Is there anything else you would like to add?
Holekamp: I’ve used the system to manage many patients, and have published a study with Jeffrey Heier and other colleagues which details our experiences. The system is achieving all the things we aspire to when we use the term “personalized health care.” And I think it's better for patients. When you start using daily information, you realize that we’ve been managing patients with a paucity of data points.
Schneider: There's a lot of potential for this technology.

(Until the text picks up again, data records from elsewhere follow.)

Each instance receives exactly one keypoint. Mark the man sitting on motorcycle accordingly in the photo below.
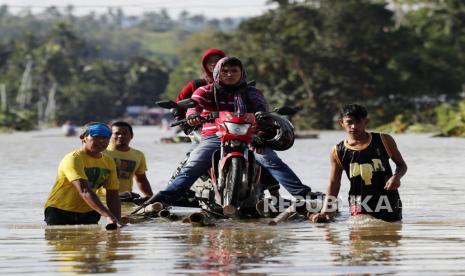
(228, 92)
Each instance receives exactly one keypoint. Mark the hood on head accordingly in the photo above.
(209, 52)
(220, 64)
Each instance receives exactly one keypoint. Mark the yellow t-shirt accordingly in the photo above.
(99, 172)
(128, 163)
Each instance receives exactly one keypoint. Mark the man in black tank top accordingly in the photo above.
(364, 157)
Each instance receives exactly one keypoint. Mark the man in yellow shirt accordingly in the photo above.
(80, 173)
(130, 163)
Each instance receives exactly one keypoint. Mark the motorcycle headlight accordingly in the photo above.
(237, 129)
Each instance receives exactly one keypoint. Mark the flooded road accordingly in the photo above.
(430, 240)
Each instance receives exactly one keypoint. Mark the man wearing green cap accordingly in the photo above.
(82, 171)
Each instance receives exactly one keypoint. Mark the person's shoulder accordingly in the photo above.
(107, 158)
(77, 153)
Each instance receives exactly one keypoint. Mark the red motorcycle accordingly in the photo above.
(235, 174)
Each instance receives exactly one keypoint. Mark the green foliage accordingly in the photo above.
(18, 120)
(315, 55)
(451, 119)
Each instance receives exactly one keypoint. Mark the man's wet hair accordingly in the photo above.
(355, 111)
(123, 124)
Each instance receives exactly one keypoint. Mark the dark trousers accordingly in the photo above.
(55, 216)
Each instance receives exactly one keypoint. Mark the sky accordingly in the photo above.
(208, 8)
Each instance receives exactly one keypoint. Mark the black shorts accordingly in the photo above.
(55, 216)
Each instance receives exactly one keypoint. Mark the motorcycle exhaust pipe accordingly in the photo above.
(284, 215)
(156, 208)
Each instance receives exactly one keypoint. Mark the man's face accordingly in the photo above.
(230, 75)
(120, 136)
(353, 126)
(211, 61)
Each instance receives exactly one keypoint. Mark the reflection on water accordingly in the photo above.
(228, 250)
(430, 240)
(86, 249)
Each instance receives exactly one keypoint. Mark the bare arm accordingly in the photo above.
(401, 167)
(332, 191)
(143, 184)
(92, 199)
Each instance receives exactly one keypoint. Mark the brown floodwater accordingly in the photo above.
(431, 238)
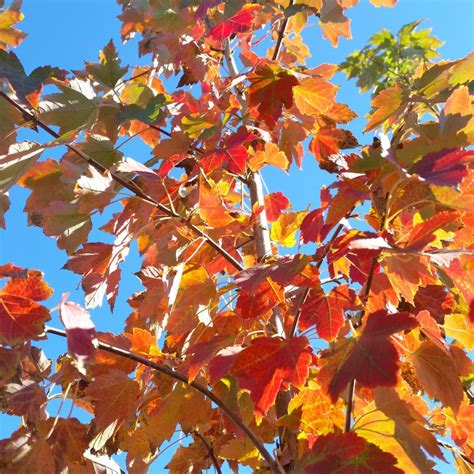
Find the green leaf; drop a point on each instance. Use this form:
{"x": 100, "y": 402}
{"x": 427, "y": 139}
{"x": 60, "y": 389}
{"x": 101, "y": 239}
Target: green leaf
{"x": 108, "y": 71}
{"x": 27, "y": 87}
{"x": 16, "y": 162}
{"x": 148, "y": 114}
{"x": 72, "y": 109}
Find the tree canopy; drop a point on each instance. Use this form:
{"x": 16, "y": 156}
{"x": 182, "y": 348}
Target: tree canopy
{"x": 331, "y": 339}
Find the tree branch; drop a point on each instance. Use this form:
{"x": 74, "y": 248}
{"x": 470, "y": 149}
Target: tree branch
{"x": 126, "y": 183}
{"x": 196, "y": 385}
{"x": 351, "y": 389}
{"x": 281, "y": 35}
{"x": 334, "y": 236}
{"x": 210, "y": 452}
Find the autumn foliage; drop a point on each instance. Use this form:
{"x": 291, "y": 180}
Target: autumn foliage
{"x": 349, "y": 354}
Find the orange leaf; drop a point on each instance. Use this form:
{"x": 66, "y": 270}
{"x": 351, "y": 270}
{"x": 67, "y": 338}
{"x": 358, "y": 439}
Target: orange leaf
{"x": 271, "y": 88}
{"x": 347, "y": 453}
{"x": 371, "y": 359}
{"x": 438, "y": 374}
{"x": 238, "y": 23}
{"x": 387, "y": 104}
{"x": 21, "y": 318}
{"x": 268, "y": 363}
{"x": 314, "y": 96}
{"x": 115, "y": 398}
{"x": 333, "y": 22}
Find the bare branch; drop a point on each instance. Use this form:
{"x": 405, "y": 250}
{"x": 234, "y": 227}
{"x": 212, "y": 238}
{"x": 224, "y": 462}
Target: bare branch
{"x": 196, "y": 385}
{"x": 210, "y": 451}
{"x": 281, "y": 35}
{"x": 126, "y": 183}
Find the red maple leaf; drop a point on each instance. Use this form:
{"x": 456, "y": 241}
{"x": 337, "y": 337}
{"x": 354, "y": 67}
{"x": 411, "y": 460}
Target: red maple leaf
{"x": 269, "y": 362}
{"x": 238, "y": 23}
{"x": 447, "y": 167}
{"x": 348, "y": 453}
{"x": 372, "y": 358}
{"x": 80, "y": 330}
{"x": 21, "y": 317}
{"x": 271, "y": 88}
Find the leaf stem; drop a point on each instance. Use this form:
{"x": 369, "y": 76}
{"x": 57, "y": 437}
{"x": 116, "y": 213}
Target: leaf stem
{"x": 281, "y": 35}
{"x": 351, "y": 389}
{"x": 214, "y": 460}
{"x": 196, "y": 385}
{"x": 303, "y": 299}
{"x": 128, "y": 184}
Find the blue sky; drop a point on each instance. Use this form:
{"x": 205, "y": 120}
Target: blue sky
{"x": 64, "y": 33}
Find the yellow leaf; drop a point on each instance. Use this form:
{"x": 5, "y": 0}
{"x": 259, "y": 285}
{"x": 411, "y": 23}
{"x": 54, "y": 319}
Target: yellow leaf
{"x": 272, "y": 155}
{"x": 285, "y": 227}
{"x": 314, "y": 96}
{"x": 458, "y": 327}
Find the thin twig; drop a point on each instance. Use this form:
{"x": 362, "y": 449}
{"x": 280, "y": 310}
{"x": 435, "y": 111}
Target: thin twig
{"x": 303, "y": 299}
{"x": 126, "y": 183}
{"x": 210, "y": 451}
{"x": 281, "y": 35}
{"x": 351, "y": 389}
{"x": 196, "y": 385}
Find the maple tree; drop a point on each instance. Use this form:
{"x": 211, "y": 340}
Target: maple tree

Data really is king in medicine these days, and this is a great way to obtain a ton of data, which not only impacts patient care in the now, but could really help us generate a lot of data to get more insights into disease and train future AI algorithms on ways to better improve patient outcomes.
Holekamp: Using the Home OCT and seeing how many data points there are, we're learning more about the disease and we're managing patients better. It shows that what we’ve been doing previously is almost like working in the dark, where we don't really have that much data, and we are making decisions based on very limited, infrequent data points. So, I think this is a major advance.